U.S. Secretary of the Interior Ken Salazar and Sen. Jeff Bingaman (D-N.M.) joined county officials late last month to announce federal approval of a 570-acre former dairy farm in the county as a refuge.

Bernalillo County, N.M., where Albuquerque is located, has pledged $5 million towards the estimated $18 million to $20 million it will cost the U.S. Fish and Wildlife Service (FWS) to acquire the Price’s Dairy property. The county’s annual operating budget is about $200 million, according to Commissioner Art De La Cruz, a leading proponent of the project.

Greg Hiner is the Trust for Public Lands’ project manager for the proposed refuge; he said the county’s role has been essential.

“Here the county stepped in early; the county stepped in big, and the county stepped in unequivocally and said we believe that this is important — and we believe that this is so important that we’re going to put in $5 million,” he said.

“Without having that, I’m not quite sure we could have made that announcement here a few weeks ago.”

Salazar said the county and its partners’ plans fit perfectly in the context of President Obama’s America’s Great Outdoors initiative, announced last year. “I applaud the vision of the landowner, the Fish and Wildlife Service and Bernalillo County, and all other partners, for recognizing that this special place can, and should, be protected for future generations,” he said.

Bernalillo County, N.M. Commissioner Art De La Cruz speaks about the benefits an urban wildlife refuge will bring to the area. U.S. Interior Secretary Ken Salazar (l) and Joy Nicholopoulos, U.S. Fish and Wildlife Service, are also pictured.

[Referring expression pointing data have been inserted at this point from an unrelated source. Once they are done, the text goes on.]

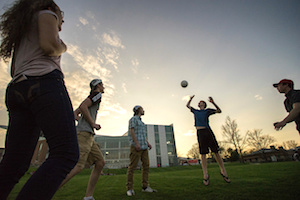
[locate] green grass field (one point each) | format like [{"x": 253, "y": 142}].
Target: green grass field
[{"x": 249, "y": 181}]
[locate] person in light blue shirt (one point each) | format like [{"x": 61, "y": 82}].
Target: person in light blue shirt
[
  {"x": 138, "y": 151},
  {"x": 206, "y": 137}
]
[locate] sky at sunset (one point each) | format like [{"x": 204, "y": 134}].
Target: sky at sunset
[{"x": 231, "y": 50}]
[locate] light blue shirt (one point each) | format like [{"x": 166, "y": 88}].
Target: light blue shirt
[{"x": 139, "y": 130}]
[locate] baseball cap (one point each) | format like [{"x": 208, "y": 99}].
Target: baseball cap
[
  {"x": 95, "y": 82},
  {"x": 284, "y": 81},
  {"x": 136, "y": 108}
]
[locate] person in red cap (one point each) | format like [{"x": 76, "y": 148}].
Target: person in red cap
[{"x": 291, "y": 103}]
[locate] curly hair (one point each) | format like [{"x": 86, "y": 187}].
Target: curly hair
[{"x": 15, "y": 23}]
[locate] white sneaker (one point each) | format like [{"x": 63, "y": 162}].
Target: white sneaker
[
  {"x": 148, "y": 189},
  {"x": 130, "y": 193}
]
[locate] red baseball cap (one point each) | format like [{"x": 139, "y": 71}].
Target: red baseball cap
[{"x": 284, "y": 81}]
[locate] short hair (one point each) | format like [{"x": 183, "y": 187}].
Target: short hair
[
  {"x": 291, "y": 85},
  {"x": 204, "y": 103}
]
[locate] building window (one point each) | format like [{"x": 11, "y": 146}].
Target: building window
[
  {"x": 124, "y": 154},
  {"x": 125, "y": 144},
  {"x": 111, "y": 144}
]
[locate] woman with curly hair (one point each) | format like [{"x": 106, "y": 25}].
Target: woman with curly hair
[{"x": 36, "y": 99}]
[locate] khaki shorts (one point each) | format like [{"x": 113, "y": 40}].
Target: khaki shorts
[{"x": 89, "y": 149}]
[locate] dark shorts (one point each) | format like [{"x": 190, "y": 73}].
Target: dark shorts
[{"x": 206, "y": 138}]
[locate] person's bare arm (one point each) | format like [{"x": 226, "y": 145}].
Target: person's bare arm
[
  {"x": 189, "y": 102},
  {"x": 211, "y": 100}
]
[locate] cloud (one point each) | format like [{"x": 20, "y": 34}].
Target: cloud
[
  {"x": 124, "y": 87},
  {"x": 186, "y": 98},
  {"x": 190, "y": 133},
  {"x": 258, "y": 97},
  {"x": 135, "y": 64},
  {"x": 83, "y": 21},
  {"x": 113, "y": 40}
]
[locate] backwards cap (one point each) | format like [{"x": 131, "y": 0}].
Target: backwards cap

Only a handful — fewer than 5 percent — of the more than 550 national wildlife refuges in the country are in urban areas. And the more commonly known refuges are far larger, some as big as 100,000 acres. The refuge in Bernalillo would be five miles from downtown Albuquerque, and more than 110,000 elementary school children live within a half-hour of the site, according to Jose Viramontes, who is shepherding the project for FWS.

The Great Outdoors initiative seeks address the “nature-deficit disorder” in highly developed areas where children and families have little access to wildlife and vast open spaces, he said, calling Bernalillo County’s role in the local project “monumental.”

“The America’s Great Outdoors initiative fully recognized the value of these urban landscapes in contributing towards our sort of conservation portfolio throughout the country,” Viramontes added. “We were looking more and more at properties like this, and the land was still available.”

There’s another value associated with urban refuges, call them accounts receivable. According to a FWS study of recreation on America’s refuges, estimates of annual sales for local communities, job creation, employment income and tax revenue all show that for every dollar invested by the federal government in the refuge system there is an average $4 return to the local communities.

Additionally, the county stands to reap more from the land in federal hands than in its current privately owned status. Similar to payments in lieu of taxes, jurisdictions with refuges receive refuge revenue-sharing payments.

“In this particular project we anticipate that we’ll be paying as much or greater than what the county currently receives from the landowner in taxes,” Viramontes said. That’s because as agricultural land, it is eligible for a county tax exemption. “From a tax base perspective there’s no net loss.”

The county, FWS and the Trust for Public Lands (TPL) have for years been exploring the possibility of establishing a refuge at the site. Earlier efforts fell through, but timing was on the county’s side when FWS began to focus on smaller properties near big cities.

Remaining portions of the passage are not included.